Un usage modéré est préconisé : le doudou apparaît à l’heure de dormir, quand l’enfant pleure, qu’il est fatigué, ou quand la mère s’éloigne. Un enfant qui ne s’en sépare jamais, en quelque sorte, refuse à la fois la pure intériorité et la pure extériorité : son développement affectif risque d’être retardé.
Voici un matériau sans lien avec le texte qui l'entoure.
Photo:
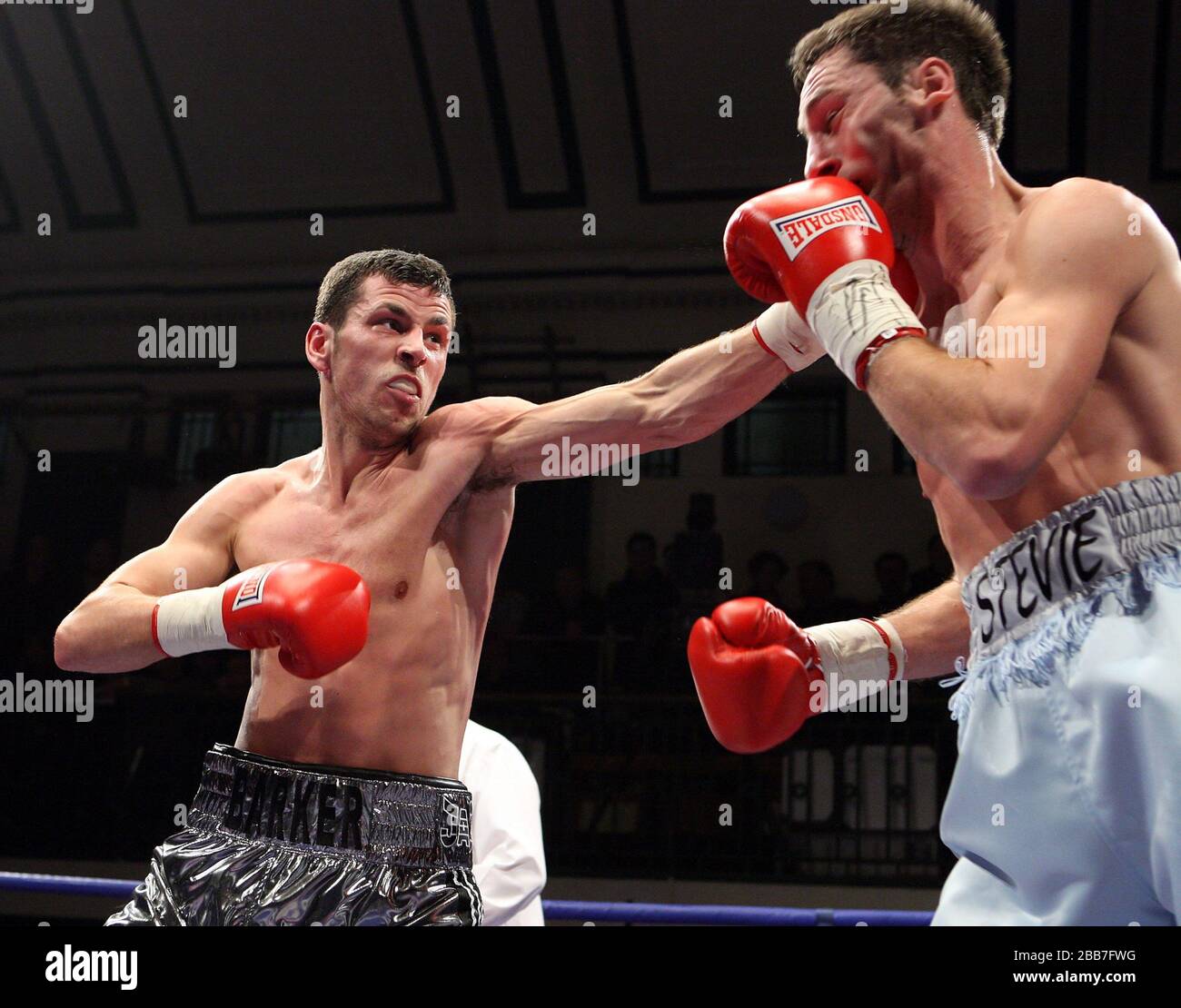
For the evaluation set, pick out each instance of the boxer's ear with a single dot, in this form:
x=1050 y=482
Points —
x=932 y=84
x=318 y=347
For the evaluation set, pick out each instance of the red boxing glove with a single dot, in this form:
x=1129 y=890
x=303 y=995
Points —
x=315 y=613
x=754 y=669
x=827 y=247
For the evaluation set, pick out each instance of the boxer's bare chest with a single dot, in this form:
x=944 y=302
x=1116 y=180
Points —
x=389 y=527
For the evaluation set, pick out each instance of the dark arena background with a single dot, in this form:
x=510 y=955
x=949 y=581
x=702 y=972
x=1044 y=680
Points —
x=573 y=164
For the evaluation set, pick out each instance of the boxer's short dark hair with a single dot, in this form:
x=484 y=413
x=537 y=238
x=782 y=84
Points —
x=956 y=31
x=338 y=291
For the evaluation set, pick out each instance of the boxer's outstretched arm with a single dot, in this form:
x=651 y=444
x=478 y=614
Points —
x=934 y=632
x=110 y=630
x=990 y=422
x=683 y=399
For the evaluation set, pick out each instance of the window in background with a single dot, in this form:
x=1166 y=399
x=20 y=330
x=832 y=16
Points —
x=796 y=434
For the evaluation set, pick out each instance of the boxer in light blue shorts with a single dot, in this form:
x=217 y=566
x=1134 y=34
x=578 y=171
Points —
x=1066 y=803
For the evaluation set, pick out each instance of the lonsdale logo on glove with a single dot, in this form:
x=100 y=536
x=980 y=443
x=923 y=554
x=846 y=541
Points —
x=798 y=231
x=251 y=591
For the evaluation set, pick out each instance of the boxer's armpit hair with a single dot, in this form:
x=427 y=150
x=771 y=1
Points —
x=487 y=480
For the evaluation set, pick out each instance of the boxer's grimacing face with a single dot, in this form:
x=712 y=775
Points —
x=858 y=128
x=386 y=361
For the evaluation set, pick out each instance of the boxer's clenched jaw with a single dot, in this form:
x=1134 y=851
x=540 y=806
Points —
x=382 y=366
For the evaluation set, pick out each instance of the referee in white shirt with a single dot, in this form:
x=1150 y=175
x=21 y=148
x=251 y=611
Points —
x=507 y=851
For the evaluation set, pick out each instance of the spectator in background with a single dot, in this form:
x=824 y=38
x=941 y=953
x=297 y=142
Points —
x=695 y=558
x=936 y=573
x=508 y=855
x=893 y=574
x=570 y=610
x=642 y=608
x=819 y=601
x=645 y=598
x=767 y=571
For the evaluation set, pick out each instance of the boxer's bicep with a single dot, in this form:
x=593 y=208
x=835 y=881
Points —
x=570 y=437
x=1075 y=268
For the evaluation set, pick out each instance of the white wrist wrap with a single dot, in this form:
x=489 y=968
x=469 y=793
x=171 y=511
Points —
x=853 y=307
x=780 y=331
x=190 y=621
x=858 y=650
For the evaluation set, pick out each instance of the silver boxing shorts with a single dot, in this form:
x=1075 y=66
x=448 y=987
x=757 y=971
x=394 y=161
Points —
x=271 y=842
x=1066 y=803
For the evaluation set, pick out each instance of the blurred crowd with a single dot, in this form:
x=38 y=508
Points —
x=632 y=632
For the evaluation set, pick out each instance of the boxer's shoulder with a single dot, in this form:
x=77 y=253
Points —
x=1079 y=228
x=244 y=491
x=476 y=417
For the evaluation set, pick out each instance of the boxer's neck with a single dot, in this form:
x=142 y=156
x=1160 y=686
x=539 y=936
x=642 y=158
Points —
x=972 y=202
Ou encore, cet attachement excessif fait signe vers une carence de soin du côté des parents (bien souvent malgré eux, voire inconsciente).
D’autre part, son absence peut témoigner d’une dimension pathologique chez l’enfant, mais le travail de thérapie répare cette absence d’aire de construction et de développement de l’extériorité et de l’intériorité.
Par la redécouverte et la théorisation de la fonction du traditionnel « doudou », Donald Winnicott, nous révèle les étapes fondamentales du développement de l’enfant et de sa capacité à se construire une ébauche d’autonomie et de liberté.
Références :Les objets transitionnels, Jeu et Réalité.
Pour répondre à la question de Gorana Arnaud: A quel âge apparait l'objet transitionnel et à quel âge il disparaît:
Comme pour l'Oedipe ou un des phases libidinales, il n'est Pas possible de donner un âge exact: ça dépend des individus. Mais on peut dire que le doudou apparaît entre six mois et un an (souvent, il y a un "doudou de première génération, et un doudou de seconde génération) et il disparaît entre trois et cinq ans, selon la maturité affective et l'état de sécurisation de l'enfant.
Merci pour ta question Gorana. Bien qu’on ne puisse faire de généralité, doudou apparaît dans la vie de l’enfant aux alentours de 5 à 6 mois. Winnicott parle d’objets transitionnels de première et deuxième génération. Il est abandonné entre 4 et 6 ans et tombe réellement aux oubliettes, pour parfois réapparaître à l’occasion d’insécurité, d’angoisse ou de phobie, qui déclenchent une certaine régression chez l’enfant. Certains enfants néanmoins gardent leur doudou beaucoup plus tard. J’ai même eu une patiente de 23 ans qui ne pouvait pas s’en séparer avant la fin de sa longue thérapie !
Pour ce qui est de l’objet autistique, il n’a pas du tout la même fonction: il vient compléter en quelque sorte le corps de…
Bonjour, j'aurais une question; le doudou apparait vers quelle age? Et est abandonné vers quel age? Merci pour la réponse. Aussi, si le doudou n'est pas une peluche ou une petite couverture mais un objet dur, disons une petite voiture, faut il être vigilant quant aux signes de l'autisme ou pas forcement?